Jul 9, 2015 2:00 PM

Google Says Its AI Catches 99.9 Percent of Gmail Spam

Gmail's spam filters don't just curb junk by applying pre-existing rules. They create new rules as they go along.

About a decade ago, spam brought email to near-ruin. The contest to save your inbox was on, with two of the world's biggest tech companies vying for the title of top spam-killer.

By February 2012, Microsoft boasted that its spam filters were removing all but 3 percent of the junk messages from Hotmail, the company's online email service at the time. Google responded by claiming that its service, Gmail, removed all but about one percent of spam messages, adding that its false positives rate---legitimate mail misidentified as spam---was also about one percent.

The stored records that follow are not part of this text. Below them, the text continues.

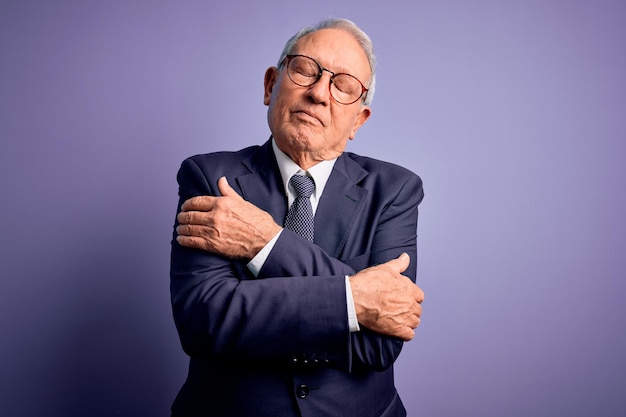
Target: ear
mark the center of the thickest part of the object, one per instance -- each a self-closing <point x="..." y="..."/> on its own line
<point x="364" y="113"/>
<point x="271" y="76"/>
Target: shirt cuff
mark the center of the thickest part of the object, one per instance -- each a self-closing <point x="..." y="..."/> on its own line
<point x="258" y="261"/>
<point x="353" y="323"/>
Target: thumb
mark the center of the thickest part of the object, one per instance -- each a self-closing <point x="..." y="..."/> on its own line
<point x="401" y="263"/>
<point x="225" y="189"/>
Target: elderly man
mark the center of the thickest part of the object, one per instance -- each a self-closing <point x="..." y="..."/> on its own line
<point x="293" y="262"/>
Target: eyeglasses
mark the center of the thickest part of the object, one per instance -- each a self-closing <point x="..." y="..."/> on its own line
<point x="305" y="71"/>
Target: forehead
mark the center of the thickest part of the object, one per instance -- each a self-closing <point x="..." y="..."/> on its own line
<point x="335" y="49"/>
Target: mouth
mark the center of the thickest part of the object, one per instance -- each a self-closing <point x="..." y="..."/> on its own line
<point x="308" y="116"/>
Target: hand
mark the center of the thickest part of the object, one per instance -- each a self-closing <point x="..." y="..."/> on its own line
<point x="386" y="301"/>
<point x="227" y="225"/>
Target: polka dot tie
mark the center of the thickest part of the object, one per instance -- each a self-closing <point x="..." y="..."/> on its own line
<point x="300" y="215"/>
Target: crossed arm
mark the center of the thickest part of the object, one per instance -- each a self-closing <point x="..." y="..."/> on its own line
<point x="386" y="302"/>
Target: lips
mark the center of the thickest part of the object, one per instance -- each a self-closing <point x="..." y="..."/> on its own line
<point x="309" y="115"/>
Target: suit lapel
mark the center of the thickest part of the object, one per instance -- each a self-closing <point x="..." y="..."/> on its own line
<point x="339" y="206"/>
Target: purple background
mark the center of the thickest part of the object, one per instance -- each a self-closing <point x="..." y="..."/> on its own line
<point x="513" y="113"/>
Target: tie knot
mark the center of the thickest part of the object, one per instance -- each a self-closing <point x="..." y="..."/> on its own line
<point x="303" y="184"/>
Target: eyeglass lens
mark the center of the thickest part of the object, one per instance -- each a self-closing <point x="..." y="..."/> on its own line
<point x="305" y="71"/>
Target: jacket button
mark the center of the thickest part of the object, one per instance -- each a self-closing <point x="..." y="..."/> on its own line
<point x="302" y="391"/>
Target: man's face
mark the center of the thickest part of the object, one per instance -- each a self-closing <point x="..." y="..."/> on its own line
<point x="306" y="123"/>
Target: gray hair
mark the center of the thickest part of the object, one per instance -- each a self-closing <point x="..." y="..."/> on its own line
<point x="349" y="26"/>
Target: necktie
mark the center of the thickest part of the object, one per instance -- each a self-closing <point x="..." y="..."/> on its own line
<point x="300" y="215"/>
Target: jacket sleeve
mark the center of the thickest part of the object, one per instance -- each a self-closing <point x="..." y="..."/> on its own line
<point x="394" y="233"/>
<point x="221" y="310"/>
<point x="296" y="306"/>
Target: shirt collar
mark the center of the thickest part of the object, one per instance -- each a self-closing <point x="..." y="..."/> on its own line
<point x="320" y="172"/>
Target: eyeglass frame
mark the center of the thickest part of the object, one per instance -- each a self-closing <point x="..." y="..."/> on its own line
<point x="288" y="59"/>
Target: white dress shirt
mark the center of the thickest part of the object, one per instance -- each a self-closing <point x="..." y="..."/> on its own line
<point x="320" y="173"/>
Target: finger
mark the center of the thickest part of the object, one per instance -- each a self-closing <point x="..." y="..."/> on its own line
<point x="192" y="217"/>
<point x="401" y="263"/>
<point x="199" y="203"/>
<point x="225" y="189"/>
<point x="407" y="334"/>
<point x="419" y="297"/>
<point x="191" y="242"/>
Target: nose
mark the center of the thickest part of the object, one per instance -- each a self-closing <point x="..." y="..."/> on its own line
<point x="320" y="91"/>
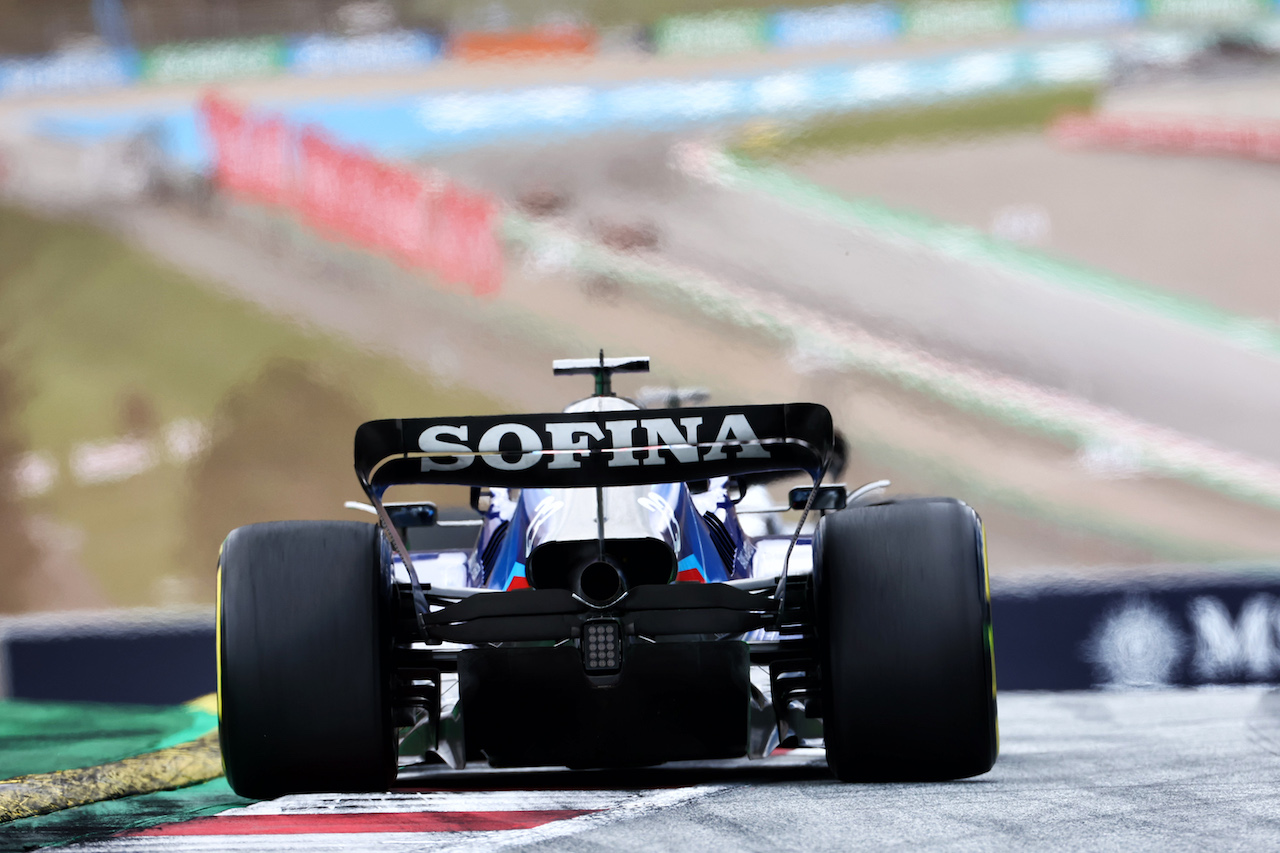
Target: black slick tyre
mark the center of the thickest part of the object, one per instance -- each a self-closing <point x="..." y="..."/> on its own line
<point x="904" y="623"/>
<point x="302" y="653"/>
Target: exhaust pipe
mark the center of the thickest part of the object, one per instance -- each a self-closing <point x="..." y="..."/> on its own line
<point x="599" y="583"/>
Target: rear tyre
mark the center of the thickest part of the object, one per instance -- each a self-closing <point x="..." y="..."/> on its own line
<point x="302" y="658"/>
<point x="904" y="620"/>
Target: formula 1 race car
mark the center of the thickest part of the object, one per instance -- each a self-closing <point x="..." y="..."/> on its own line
<point x="603" y="607"/>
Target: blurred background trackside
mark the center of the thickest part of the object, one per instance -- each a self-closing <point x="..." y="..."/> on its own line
<point x="1022" y="249"/>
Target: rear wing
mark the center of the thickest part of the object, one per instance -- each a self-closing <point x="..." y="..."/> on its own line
<point x="631" y="447"/>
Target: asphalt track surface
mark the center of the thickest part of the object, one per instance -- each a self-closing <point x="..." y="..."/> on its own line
<point x="1143" y="365"/>
<point x="1138" y="770"/>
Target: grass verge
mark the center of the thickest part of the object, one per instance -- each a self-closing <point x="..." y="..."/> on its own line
<point x="99" y="332"/>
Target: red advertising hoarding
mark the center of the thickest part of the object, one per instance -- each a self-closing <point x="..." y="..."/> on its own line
<point x="421" y="218"/>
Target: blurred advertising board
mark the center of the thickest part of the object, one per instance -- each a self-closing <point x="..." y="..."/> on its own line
<point x="959" y="18"/>
<point x="526" y="44"/>
<point x="68" y="71"/>
<point x="213" y="60"/>
<point x="1210" y="628"/>
<point x="420" y="218"/>
<point x="1206" y="12"/>
<point x="1064" y="16"/>
<point x="137" y="657"/>
<point x="318" y="55"/>
<point x="720" y="32"/>
<point x="846" y="24"/>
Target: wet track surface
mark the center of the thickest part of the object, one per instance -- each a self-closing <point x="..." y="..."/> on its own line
<point x="1111" y="770"/>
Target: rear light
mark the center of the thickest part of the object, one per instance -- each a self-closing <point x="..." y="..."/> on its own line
<point x="602" y="646"/>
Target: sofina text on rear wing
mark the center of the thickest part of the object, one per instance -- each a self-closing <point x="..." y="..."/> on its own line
<point x="630" y="447"/>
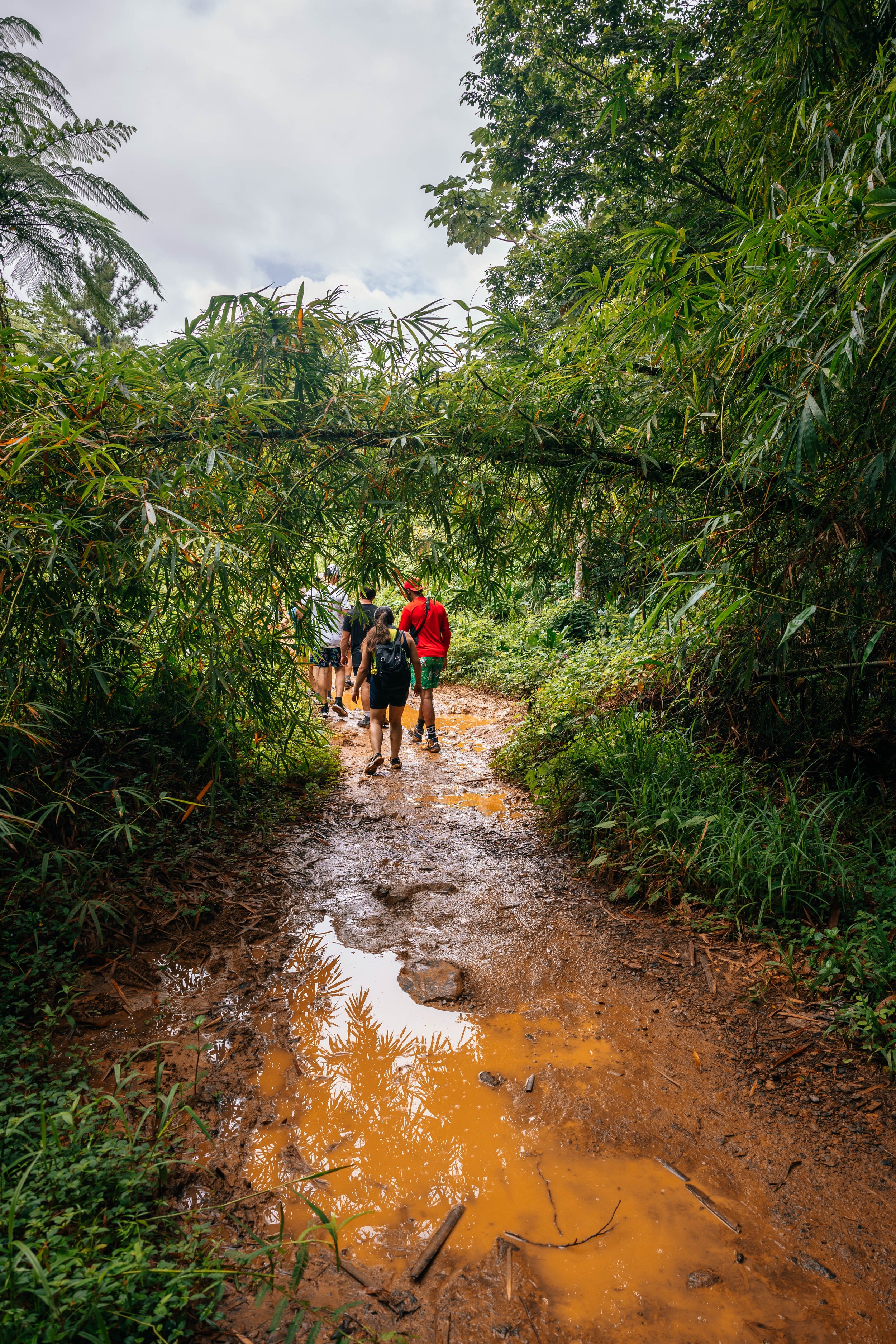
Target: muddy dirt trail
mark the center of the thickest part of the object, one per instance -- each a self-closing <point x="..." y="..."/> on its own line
<point x="447" y="1010"/>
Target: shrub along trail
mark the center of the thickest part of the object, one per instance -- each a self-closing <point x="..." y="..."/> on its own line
<point x="639" y="1035"/>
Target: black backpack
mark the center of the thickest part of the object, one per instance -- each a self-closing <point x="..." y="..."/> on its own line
<point x="391" y="659"/>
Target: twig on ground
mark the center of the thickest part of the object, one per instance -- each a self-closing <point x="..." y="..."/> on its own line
<point x="566" y="1247"/>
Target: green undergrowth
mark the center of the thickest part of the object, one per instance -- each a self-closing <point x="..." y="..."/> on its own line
<point x="92" y="1248"/>
<point x="625" y="767"/>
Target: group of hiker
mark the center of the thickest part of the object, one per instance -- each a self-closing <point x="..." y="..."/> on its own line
<point x="362" y="638"/>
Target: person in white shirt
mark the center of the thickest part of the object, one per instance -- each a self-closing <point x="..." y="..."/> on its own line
<point x="328" y="607"/>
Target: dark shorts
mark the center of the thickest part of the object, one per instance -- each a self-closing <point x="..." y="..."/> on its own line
<point x="327" y="658"/>
<point x="389" y="693"/>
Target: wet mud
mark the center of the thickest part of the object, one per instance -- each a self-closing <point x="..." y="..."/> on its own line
<point x="640" y="1150"/>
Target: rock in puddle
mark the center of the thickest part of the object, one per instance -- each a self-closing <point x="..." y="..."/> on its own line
<point x="491" y="1080"/>
<point x="393" y="894"/>
<point x="429" y="980"/>
<point x="702" y="1279"/>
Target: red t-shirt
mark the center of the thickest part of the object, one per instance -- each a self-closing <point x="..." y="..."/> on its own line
<point x="434" y="634"/>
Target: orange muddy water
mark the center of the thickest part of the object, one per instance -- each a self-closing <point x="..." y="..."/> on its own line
<point x="336" y="1066"/>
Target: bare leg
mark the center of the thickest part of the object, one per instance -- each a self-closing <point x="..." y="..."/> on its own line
<point x="378" y="720"/>
<point x="395" y="729"/>
<point x="366" y="694"/>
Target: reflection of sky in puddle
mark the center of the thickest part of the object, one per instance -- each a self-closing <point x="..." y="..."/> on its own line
<point x="183" y="982"/>
<point x="391" y="1089"/>
<point x="394" y="1011"/>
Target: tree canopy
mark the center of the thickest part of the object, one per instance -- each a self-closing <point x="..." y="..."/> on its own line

It was a point of pride for the two companies, particularly Microsoft, whose Hotmail service once carried such a poor reputation for spam. And the relative success of both showed that heuristic technologies---which identify spam based on a pre-defined rules---were working.

But they still weren't working well enough. One percent spam is still pretty annoying. And a one percent false-positive rate is, well, quite a bit more than annoying, if crucial messages go unread. Naturally, these companies continue to hone their spam-battling techniques, and now, Google has upped the ante with a new breed of artificial intelligence tools.

Three years after it last released Gmail's spam stats, Google says that its spam rate is down to 0.1 percent, and its false positive rate has dipped to 0.05 percent. The company credits the significant drop in large part to the introduction of brain-like "neural networks" into its spam filters that can learn to recognize junk mail and phishing messages by analyzing scads off the stuff across an enormous collection of computers.

"One of the great things about machine learning is that it adapts to changing situations." says John Rae-Grant, a senior product manager for Gmail, which Google says is now used by 900 million people across the globe. In other words, Gmail's spam filters don't just curb junk by applying pre-existing rules. They create new rules themselves as they go along.

What You Don't Want

Along with Facebook and Twitter, Google is among the leaders in neural networking. In recent years, the company has used the technology to recognize commands you speak into your Android phone, identify photos you post to its Google Photos service, and more. According to uber Google engineer Jeff Dean, the company applies these techniques to dozens of services across the company's online empire.

It's no surprise, then, that neural nets would also prove effective in recognizing spam. Chinese search giant Baidu uses the technology to serve ads you're likely to click on. Facebook uses it to identify what you're likely to want in your News Feed. In a way, spam-detection is just the inverse of these systems. It determines what you don't want.

Other companies are exploring the use of neural networks as filtering tools. Twitter plans to use the technology as a way of detecting not only junk mail pushed onto its social networks, but also inappropriately nasty messages. "We're starting to use it for more textual understanding, so we can identify spam and abuse," says Alex Roetter, Twitter's head of engineering.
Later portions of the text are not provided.